9. Likelihood Estimation for the g-and-k Distribution#

Author: Stefan T. Radev

In most BayesFlow workflows the target of learning is the posterior \(p(\theta \mid x)\). Differently, in this tutorial we learn the likelihood \(p(x \mid \theta)\) - the distribution of observations given parameters. We demonstrate how to easily plug the learned likelihood into a PyMC workflow.

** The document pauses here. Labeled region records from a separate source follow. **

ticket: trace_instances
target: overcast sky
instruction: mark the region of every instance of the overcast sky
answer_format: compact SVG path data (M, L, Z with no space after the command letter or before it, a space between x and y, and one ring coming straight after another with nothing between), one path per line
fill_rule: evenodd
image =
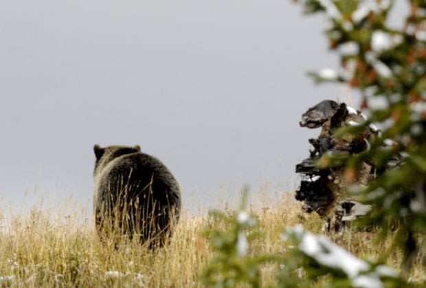
M294 190L319 133L302 113L350 100L306 76L337 67L324 27L289 0L4 1L3 206L36 186L90 202L96 143L162 159L184 205L245 183Z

9.1. A Real Challenge: Intractable Likelihoods#

Many quantities in science are defined through simulation rather than a closed-form density. The g-and-k distribution is a textbook example: it is flexible enough to model arbitrary skewness and kurtosis, but its probability density function has no closed-form expression.

For traditional MCMC (e.g., via PyMC) this creates a problem, since pm.CustomDist requires a logp function. BayesFlow solves this by learning the likelihood from simulations with a generative network, after which the learned differentiable density plugs directly into NUTS or any other sampler.

9.2. The Model#

We observe \(n\) bivariate samples from a g-and-k model with Gaussian-copula dependence:

\[x_i \overset{\text{i.i.d.}}{\sim} \text{g-and-k}(g,\,k,\,\rho), \qquad i = 1, \ldots, n\]

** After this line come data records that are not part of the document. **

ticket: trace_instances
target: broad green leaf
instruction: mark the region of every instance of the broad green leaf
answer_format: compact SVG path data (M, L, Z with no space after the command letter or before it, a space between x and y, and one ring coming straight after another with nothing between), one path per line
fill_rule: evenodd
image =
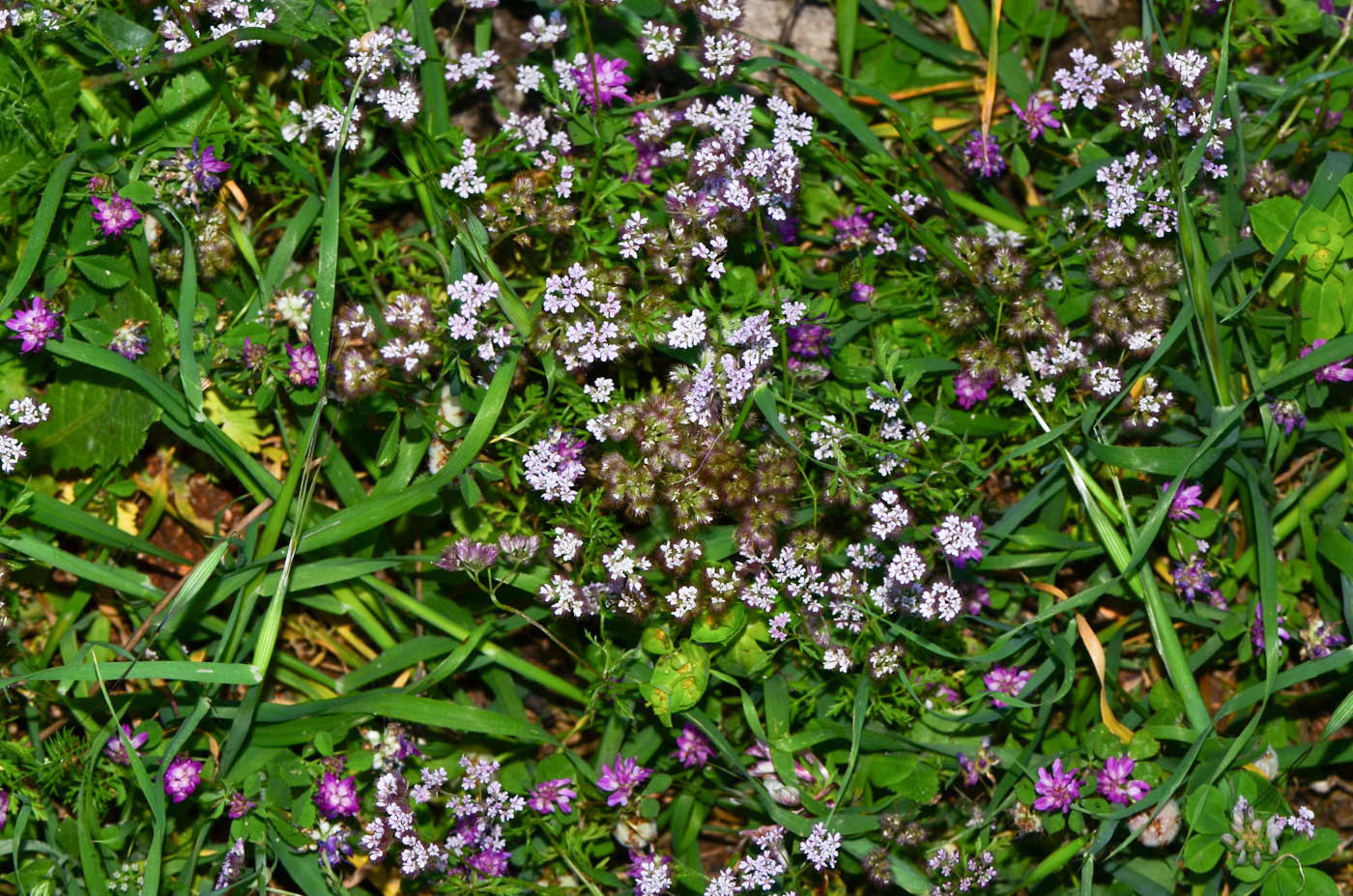
M1302 210L1302 203L1291 196L1275 196L1265 199L1250 208L1250 226L1254 229L1254 238L1260 241L1270 254L1276 254L1283 238L1296 223L1296 215Z
M272 430L272 426L262 424L258 414L249 407L227 406L215 388L203 398L202 410L206 411L207 420L221 426L221 432L226 433L230 441L250 455L262 451L260 439Z
M160 407L141 393L64 374L47 388L51 417L31 443L51 468L92 470L131 462Z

Each marginal follows a g-and-k distribution with shared shape parameters \((g, k)\), and the two dimensions are coupled through a Gaussian copula with correlation \(\rho\). The parameters are summarized in the table below:

Parameter	Meaning	Prior
\(g\)	asymmetry (\(g>0\) → right-skewed)	\(\text{Uniform}(-1.5,\;1.5)\)
\(k\)	tail weight (\(k>0\) → heavier tails)	\(\text{Uniform}(0,\;1.5)\)
\(\rho\)	copula correlation	\(\text{Uniform}(-0.9,\;0.9)\)

import numpy as np
import matplotlib.pyplot as plt
from scipy import special

import bayesflow as bf

WARNING:bayesflow:Multiple Keras-compatible backends detected (JAX, PyTorch, TensorFlow).
Defaulting to JAX.
To override, set the KERAS_BACKEND environment variable before importing bayesflow.
See: https://keras.io/getting_started/#configuring-your-backend
INFO:2026-05-08 11:16:27,965:jax._src.xla_bridge:834: Unable to initialize backend 'tpu': UNIMPLEMENTED: LoadPjrtPlugin is not implemented on windows yet.
INFO:jax._src.xla_bridge:Unable to initialize backend 'tpu': UNIMPLEMENTED: LoadPjrtPlugin is not implemented on windows yet.
INFO:bayesflow:Using backend 'jax'

rng = np.random.default_rng(2026)


def gnk_quantile(u, a, b, g, k, c=0.8):
    """Quantile (percent-point) function of the g-and-k distribution.

    Parameters
    ----------
    u : array-like, values in (0, 1)
    a : location
    b : scale  (> 0)
    g : asymmetry  (g > 0 -> right-skewed, g < 0 -> left-skewed)
    k : tail weight  (k > 0 -> heavier tails than Gaussian)
    c : standard constant, default 0.8 per Rayner & MacGillivray (2002)
    """
    z = special.ndtri(u)
    return a + b * (1 + c * np.tanh(g * z / 2)) * (1 + z**2)**k * z


def sample_bivariate_gnk(g, k, rho, n, rng_inst):
    """Draw n bivariate samples from the g-and-k Gaussian-copula model.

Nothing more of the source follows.